There really are no rules!

How do I Create My Ethical Will? 

According to AARP, you should begin your ethical will by “jotting down notes about your beliefs, life lessons and hopes for the future. You might include details about your family history. You also may want to express gratitude toward family and friends or request forgiveness for past actions.”

If you plan on creating a multi-media project, you might also start gathering photos, collecting favorite quotes, filming video, and more.

Ask yourself, “What have I learned during my lifetime that I’d like to share?”

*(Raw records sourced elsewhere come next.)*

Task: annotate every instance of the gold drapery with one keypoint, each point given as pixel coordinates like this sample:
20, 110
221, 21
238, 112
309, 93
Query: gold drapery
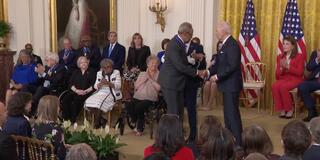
269, 15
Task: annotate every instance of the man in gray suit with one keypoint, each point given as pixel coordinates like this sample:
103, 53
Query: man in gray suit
175, 69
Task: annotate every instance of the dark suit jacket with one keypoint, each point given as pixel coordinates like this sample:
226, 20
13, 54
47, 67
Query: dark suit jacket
195, 81
17, 125
138, 57
312, 66
7, 147
176, 67
227, 67
94, 55
312, 153
71, 62
56, 78
118, 55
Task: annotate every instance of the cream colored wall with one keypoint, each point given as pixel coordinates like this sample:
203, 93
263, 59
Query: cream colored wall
30, 21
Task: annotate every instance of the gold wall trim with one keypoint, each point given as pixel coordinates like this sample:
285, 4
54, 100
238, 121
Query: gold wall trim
4, 10
53, 22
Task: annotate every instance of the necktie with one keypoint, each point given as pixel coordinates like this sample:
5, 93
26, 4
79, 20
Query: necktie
110, 50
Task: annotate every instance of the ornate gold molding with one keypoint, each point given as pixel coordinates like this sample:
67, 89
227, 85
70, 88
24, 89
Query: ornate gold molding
53, 22
4, 10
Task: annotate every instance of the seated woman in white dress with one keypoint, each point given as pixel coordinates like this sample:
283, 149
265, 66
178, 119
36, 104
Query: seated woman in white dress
108, 86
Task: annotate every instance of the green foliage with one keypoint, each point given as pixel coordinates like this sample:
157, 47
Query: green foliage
5, 28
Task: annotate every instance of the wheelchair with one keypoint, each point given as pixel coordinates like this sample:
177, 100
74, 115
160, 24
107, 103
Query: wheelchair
152, 116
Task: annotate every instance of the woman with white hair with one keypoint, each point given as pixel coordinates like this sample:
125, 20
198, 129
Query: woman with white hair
80, 88
51, 78
108, 86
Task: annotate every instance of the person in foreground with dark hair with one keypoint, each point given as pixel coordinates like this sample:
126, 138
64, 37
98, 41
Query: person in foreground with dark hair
169, 140
314, 151
296, 139
17, 123
255, 139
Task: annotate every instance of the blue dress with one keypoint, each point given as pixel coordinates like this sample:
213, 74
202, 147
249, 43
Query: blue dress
24, 74
160, 56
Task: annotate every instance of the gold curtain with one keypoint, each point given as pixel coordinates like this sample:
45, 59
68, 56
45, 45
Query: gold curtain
269, 15
3, 10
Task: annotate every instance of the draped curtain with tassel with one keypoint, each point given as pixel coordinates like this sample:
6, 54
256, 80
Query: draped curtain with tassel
269, 15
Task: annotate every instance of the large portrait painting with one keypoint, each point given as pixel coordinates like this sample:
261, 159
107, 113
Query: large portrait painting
75, 18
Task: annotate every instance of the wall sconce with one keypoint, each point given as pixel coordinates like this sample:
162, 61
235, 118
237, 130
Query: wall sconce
158, 7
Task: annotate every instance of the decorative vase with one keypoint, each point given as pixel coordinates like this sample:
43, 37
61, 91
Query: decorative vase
3, 43
115, 157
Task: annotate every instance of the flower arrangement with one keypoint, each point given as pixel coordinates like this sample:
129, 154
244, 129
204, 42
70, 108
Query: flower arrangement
101, 140
5, 28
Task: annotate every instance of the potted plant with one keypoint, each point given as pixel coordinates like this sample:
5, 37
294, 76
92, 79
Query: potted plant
101, 140
5, 29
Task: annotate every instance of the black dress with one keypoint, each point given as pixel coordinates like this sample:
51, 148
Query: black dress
137, 57
72, 102
53, 133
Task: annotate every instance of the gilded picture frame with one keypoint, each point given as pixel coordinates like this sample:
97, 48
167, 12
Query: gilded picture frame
105, 16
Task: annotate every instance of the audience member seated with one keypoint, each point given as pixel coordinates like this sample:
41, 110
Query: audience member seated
289, 74
81, 152
68, 56
256, 156
52, 77
311, 84
146, 93
17, 123
7, 147
90, 51
115, 51
169, 139
256, 140
157, 156
210, 89
80, 88
47, 124
313, 152
137, 54
23, 74
208, 129
161, 54
296, 139
3, 115
35, 58
108, 86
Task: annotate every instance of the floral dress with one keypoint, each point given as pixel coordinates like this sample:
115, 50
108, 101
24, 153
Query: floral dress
53, 133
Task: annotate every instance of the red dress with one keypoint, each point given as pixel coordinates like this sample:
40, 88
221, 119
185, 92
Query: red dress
183, 154
286, 80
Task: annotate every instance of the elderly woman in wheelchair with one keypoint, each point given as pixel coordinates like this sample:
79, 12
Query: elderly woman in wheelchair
79, 89
108, 86
146, 91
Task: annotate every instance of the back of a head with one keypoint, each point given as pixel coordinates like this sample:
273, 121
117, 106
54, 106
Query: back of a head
157, 156
169, 136
314, 127
185, 27
296, 138
256, 156
256, 139
221, 146
81, 152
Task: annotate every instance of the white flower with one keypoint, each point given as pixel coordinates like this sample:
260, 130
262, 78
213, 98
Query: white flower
54, 132
107, 129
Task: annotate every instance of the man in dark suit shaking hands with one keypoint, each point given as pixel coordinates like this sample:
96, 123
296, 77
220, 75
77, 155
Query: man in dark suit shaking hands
173, 72
227, 75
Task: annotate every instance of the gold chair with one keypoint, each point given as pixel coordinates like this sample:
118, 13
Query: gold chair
33, 149
254, 79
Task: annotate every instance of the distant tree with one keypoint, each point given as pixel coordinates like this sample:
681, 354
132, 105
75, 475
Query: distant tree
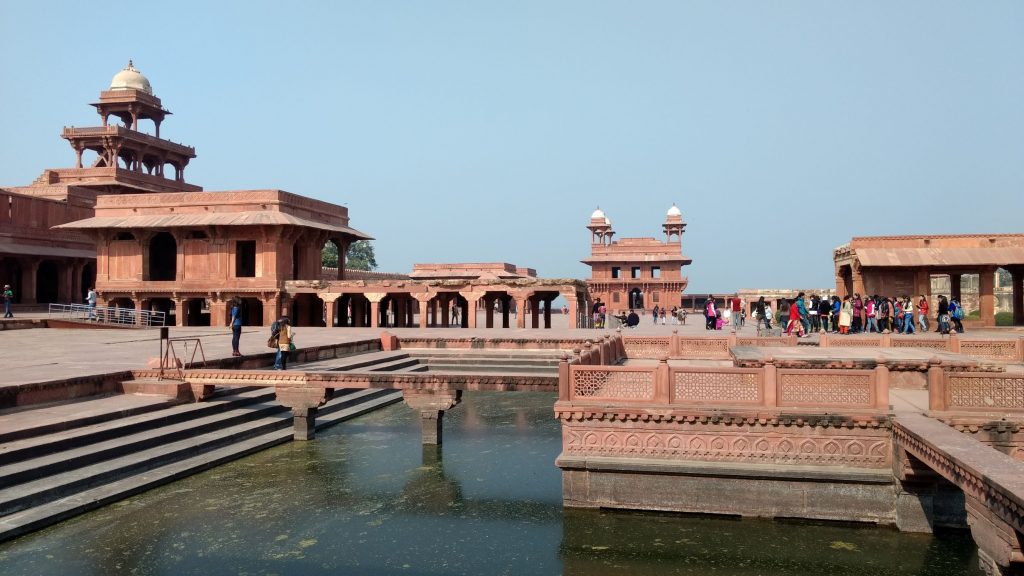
360, 256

Here are some topics that others have chosen to include in their ethical wills. Feel free to use these questions as you wish, skip some, or add your own:

Values

  • What values are important to me?
  • What are my spiritual beliefs?
  • Are there any special sayings, traditions, or rituals that have been passed down through the family?

Thoughts

  • What would I like to pass down to my grandchildren or other loved ones?
  • What books and movies influenced me and in what way?

Words of Wisdom

  • What advice can I offer to others about living their lives? Do I have any wisdom to pass on to the next generation?
  • What has life taught me?
  • What have I learned from my parents or grandparents that I want to pass on?
  • If I could change one thing in the world, what would I change and why?

Life Experiences

  • What do I want my family to know about me that they might not already be aware of?
  • Have I ever had a life-altering experience? How did this affect me?
  • What was the most significant/meaningful moment in my life?
  • What made my life worth living? A special relationship? Work? Children? Hobbies?
  • Did I fulfill all the dreams of my youth?
  • Who is or was the most important person in my life? What did I learn from them?
  • Were there any others who greatly impacted my life? Who?
  • What am I most proud of?

Decisions

  • What was the most difficult decision I ever made?
  • Is there anything in life I wish I had done differently? Do I need to request forgiveness or make amends with anyone?
  • If I knew I only had one year left to live, what would I do?
  • How did I choose the recipients for my charitable gifts and financial inheritance?

Creating an ethical will is simple, fun, and FREE. Why not start on your own project today and give your loved ones something to cherish for years to come?